Housed in the two-story building converted from an old garage are several play stations and rooms, all designed with different needs in mind.
"We just went down the list of different disabilities," Humphrey said. "From there, we just researched our equipment."
Upstairs, which can be accessed by an elevator or stairs, kids can do hands-on activities, such as arts and crafts, air hockey, dress-up and video games.
An area on the main floor features a variety of swings, including one that can hold a wheelchair and another designed for children who are paralyzed or have spinal problems.
Humphrey said that even though Q's Corner is designed for kids with disabilities, those without are also welcome.
"The 'typical-functioning' kid — they get access to equipment they wouldn't normally see."
Humphrey said there is a three-hour time limit for guests. She's considered the idea of selling memberships, but for the time being, it will be "pay as you go," she said. According to the facility's website, a daily pass will cost $11 for children between 1 and 3 years old and $22 for children 4 and older.

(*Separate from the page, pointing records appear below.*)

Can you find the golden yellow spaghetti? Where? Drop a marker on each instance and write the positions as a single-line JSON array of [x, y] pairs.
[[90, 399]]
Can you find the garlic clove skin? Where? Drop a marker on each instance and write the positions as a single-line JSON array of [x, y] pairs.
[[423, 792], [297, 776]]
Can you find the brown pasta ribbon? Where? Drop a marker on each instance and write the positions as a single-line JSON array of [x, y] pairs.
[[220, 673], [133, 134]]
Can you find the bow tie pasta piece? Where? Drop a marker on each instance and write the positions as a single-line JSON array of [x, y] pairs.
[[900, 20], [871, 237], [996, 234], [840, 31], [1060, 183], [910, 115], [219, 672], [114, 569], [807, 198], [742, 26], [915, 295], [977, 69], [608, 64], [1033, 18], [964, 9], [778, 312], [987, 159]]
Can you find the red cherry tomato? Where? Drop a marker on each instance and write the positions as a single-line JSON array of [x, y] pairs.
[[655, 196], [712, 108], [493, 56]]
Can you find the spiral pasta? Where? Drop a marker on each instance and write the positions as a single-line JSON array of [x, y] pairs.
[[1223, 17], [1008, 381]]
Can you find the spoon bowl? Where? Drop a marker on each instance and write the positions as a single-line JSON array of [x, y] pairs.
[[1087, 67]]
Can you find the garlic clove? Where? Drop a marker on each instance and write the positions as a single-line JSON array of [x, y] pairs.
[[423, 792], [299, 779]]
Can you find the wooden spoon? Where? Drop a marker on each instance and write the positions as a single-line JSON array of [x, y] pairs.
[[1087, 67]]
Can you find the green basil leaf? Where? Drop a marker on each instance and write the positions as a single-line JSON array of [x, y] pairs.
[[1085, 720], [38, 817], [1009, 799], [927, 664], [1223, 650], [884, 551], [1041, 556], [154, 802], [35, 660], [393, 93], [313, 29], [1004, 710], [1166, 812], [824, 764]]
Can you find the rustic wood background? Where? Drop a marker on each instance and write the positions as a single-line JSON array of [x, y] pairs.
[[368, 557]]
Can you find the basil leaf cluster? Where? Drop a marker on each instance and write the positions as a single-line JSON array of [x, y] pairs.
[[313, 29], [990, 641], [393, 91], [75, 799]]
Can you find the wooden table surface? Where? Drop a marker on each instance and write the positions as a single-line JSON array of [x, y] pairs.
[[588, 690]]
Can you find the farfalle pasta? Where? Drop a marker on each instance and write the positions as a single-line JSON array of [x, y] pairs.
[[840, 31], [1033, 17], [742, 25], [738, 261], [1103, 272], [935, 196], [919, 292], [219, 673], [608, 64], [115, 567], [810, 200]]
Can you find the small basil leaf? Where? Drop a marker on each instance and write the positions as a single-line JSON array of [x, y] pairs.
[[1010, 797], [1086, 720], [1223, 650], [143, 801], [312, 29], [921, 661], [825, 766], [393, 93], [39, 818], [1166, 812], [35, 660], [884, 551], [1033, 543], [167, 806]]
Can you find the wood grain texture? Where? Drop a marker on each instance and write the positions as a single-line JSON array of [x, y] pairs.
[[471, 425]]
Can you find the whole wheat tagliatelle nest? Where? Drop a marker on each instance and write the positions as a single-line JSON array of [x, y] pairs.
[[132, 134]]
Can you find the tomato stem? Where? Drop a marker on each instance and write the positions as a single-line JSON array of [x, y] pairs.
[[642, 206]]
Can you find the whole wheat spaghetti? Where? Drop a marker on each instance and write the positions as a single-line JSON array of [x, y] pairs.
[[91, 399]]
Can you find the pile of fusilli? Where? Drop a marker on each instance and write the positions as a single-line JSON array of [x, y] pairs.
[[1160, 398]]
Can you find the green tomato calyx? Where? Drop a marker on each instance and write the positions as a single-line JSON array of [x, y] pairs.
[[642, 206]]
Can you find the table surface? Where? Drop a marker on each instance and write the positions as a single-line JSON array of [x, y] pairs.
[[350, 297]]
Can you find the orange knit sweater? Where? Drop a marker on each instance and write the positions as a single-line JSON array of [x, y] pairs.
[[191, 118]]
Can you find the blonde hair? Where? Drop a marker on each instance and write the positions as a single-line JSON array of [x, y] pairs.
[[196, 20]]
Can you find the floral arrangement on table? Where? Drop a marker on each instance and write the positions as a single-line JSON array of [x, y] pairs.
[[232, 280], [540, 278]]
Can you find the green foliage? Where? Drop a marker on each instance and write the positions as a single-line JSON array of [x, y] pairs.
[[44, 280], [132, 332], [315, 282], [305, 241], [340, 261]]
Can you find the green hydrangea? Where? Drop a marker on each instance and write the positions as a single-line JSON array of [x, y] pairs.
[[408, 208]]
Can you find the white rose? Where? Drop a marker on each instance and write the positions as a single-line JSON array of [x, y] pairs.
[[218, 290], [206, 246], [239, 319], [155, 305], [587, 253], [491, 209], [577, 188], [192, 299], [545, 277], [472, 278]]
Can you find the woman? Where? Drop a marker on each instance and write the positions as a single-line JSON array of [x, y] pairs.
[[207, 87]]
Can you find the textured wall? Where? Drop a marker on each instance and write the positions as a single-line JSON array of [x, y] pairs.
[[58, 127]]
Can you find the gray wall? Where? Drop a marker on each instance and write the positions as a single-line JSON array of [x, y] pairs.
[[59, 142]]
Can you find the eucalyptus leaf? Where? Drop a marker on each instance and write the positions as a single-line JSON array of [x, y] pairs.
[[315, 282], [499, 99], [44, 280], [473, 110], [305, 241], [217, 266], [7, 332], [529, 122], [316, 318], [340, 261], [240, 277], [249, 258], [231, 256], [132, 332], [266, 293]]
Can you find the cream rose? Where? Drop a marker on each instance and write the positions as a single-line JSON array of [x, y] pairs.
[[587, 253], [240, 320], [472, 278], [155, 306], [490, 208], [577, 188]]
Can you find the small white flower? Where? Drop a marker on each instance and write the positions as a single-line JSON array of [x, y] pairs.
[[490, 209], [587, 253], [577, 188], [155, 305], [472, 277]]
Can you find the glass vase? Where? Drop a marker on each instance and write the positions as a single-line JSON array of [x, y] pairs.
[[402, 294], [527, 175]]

Because of the COVID-19 pandemic, Humphrey asks that everyone wear a mask at Q's Corner, especially the parents. She said she knows it can be a challenge to keep masks on children — even more so for those with a disability — but asks that everyone just do the best they can.
Signs across the facility encourage social distancing and Humphrey said they plan to limit the occupancy in the building to 25. Between play, areas will be sanitized by staff.
The size of the place will allow customers to spread out and head into different rooms.
Several rooms offer sensory-stimulating lights, sounds and textures. The equipment at Q's Corner is similar to that used in therapy for children with disabilities, but it's used recreationally at the gym.
One of the sensory rooms provides a 360-degree virtual experience.
During a soft opening Humphrey held for a small group a couple of weeks ago, she said one father was nearly moved to tears after his son spent more than half an hour in the virtual experience room.